A propos Tanz: Den gibt es nicht nur zu hören, sondern auch zu sehen. Schließlich brennt Bassist Günter Märtens für das Parkett und präsentiert neben einem indigenen Paarungstanz aus der Nähe von Oberwinter auch das ein oder andere Pas de deux mit Drummer Kalle Mews. Dass beide rund 50 Zentimeter Körpergröße trennen, ist dabei zweitrangig; viel wichtiger ist, dass derartige Einlagen nicht in die Lächerlichkeit abgleiten, sondern ebenso souverän auf der Grenze balancieren wie die trockenen Solo-Ankündigungen von Gitarrist Ulrich Mayer, die immer viel versprechen und ganz bewusst wenig halten.

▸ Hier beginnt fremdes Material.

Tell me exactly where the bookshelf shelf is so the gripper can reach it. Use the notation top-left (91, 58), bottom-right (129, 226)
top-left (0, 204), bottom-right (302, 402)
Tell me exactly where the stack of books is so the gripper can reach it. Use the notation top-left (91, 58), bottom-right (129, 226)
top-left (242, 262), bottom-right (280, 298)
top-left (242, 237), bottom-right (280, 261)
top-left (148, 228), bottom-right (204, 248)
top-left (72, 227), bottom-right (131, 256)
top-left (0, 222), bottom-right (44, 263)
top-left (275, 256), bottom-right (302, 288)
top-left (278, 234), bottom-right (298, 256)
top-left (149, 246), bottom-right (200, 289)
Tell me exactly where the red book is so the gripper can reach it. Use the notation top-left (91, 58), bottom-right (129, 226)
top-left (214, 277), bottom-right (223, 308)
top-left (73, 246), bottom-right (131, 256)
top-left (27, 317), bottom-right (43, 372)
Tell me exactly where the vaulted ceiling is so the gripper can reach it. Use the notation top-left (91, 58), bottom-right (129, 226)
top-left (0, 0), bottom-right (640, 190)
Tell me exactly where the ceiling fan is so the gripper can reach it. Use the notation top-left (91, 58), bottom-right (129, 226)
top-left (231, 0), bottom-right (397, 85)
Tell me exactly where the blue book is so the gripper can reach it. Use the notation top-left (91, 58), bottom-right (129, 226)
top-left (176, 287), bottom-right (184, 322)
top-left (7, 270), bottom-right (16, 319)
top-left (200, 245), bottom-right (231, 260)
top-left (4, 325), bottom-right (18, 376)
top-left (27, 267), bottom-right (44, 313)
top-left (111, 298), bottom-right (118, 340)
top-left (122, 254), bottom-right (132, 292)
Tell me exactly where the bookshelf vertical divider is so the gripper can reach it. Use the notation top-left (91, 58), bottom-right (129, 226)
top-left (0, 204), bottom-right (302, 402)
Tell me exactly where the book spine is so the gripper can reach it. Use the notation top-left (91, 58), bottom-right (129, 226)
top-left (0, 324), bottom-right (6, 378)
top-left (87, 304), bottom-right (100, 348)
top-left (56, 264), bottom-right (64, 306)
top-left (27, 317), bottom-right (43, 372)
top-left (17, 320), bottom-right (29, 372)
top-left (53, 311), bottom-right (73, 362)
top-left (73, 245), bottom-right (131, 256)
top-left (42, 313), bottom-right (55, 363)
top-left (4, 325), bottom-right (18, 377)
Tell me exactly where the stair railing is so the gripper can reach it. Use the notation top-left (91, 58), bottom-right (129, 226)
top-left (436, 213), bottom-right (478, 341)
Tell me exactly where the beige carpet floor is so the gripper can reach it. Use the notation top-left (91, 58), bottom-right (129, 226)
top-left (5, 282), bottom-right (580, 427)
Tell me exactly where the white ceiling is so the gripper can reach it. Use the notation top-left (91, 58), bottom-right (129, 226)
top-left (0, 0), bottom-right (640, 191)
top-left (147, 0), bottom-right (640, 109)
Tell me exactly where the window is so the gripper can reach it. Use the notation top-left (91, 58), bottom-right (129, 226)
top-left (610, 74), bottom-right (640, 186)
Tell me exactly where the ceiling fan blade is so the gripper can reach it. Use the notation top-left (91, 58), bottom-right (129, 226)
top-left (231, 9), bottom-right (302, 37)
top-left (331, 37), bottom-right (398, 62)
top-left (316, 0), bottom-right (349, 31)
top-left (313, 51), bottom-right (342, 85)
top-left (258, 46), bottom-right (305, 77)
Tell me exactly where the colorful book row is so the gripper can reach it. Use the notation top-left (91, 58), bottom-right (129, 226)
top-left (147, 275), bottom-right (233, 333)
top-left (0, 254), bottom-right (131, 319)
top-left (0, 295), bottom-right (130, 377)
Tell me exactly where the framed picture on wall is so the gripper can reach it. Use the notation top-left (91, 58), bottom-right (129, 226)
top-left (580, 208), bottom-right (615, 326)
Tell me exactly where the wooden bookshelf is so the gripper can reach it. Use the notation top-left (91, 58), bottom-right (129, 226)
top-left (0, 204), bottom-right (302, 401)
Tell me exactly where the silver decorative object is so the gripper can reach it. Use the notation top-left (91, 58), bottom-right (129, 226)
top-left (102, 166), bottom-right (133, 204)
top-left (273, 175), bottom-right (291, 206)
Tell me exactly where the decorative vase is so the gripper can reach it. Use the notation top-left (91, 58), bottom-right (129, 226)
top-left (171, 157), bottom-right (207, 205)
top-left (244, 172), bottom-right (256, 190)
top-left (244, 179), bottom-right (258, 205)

In diesem Rahmen kann man das machen. Und Tukur? Deklamiert kurzerhand Rielkes „Der Hamster“ (eigentlich „Der Panther“, aber wer kann die Viecher schon voneinander unterscheiden), flitzt über die Tasten und singt genüsslich „Everybody Loves My Baby, but My Baby Don't Love Nobody but Me“. Die kecken Arrangements sind dabei ein wahrer Genuss und hauchen den Songs tatsächlich neues Leben ein: Hervorragend vor allem „Nasse Lyrik“ mit allerlei akustischen Effekten sowie das gnadenlos überzeichnete „Let’s Misbehave“, bei dem die Band aus dem Vollen schöpfen kann. So machen Schlager Spaß.